Em 1953, o banqueiro e coleccionador Ricardo do Espírito Santo Silva doou o Palácio Azurara e parte da sua colecção privada ao Estado Português. Nasceu assim a Fundação com o seu nome, criada como Museu-Escola com a finalidade de proteger e divulgar as Artes Decorativas Portuguesas e os ofícios com elas relacionadas.


Hoje, além do Museu de Artes Decorativas a Fundação tem 18 oficinas de artes e ofícios tradicionais portugueses que mantêm vivo um importantíssimo património imaterial de saber-fazer e asseguram uma intervenção especializada a nível do património português com a sua vertente de conservação e restauro.

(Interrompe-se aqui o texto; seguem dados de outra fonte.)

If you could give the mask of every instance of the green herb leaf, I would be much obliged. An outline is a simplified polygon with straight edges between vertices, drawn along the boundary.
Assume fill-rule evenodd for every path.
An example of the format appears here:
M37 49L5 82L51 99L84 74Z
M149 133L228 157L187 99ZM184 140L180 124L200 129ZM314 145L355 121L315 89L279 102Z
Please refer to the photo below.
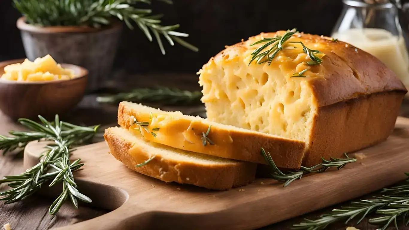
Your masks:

Tem uma escola para ensino das Artes: o Instituto de Artes e Ofícios, dando perenidade à transmissão do saber, onde o ensino das artes é uma prioridade e uma missão. Passadas várias décadas a Fundação continua a ser uma referência de prestígio na divulgação e preservação do saber-fazer das artes decorativas portuguesas.

O Fundador

Ricardo Ribeiro do Espírito Santo Silva, coleccionador e mecenas, nasceu em Lisboa em 1900 e morreu prematuramente em 1955

Foi banqueiro e empresário de profissão, alma de poeta e artista, mecenas das letras e das artes e coleccionador de arte por paixão – o que lhe valeu ter sido considerado um verdadeiro “Príncipe da Renascença”.

Imbuído de um espírito extraordinário de serviço público, quase missionário, dedicou a sua vida a reunir com coerência artística e a trazer de volta a Portugal, comprando em leilões ou a coleccionadores privados, um património artístico único que pelas vicissitudes da história foi disperso e, em alguns casos, considerado “desaparecido”.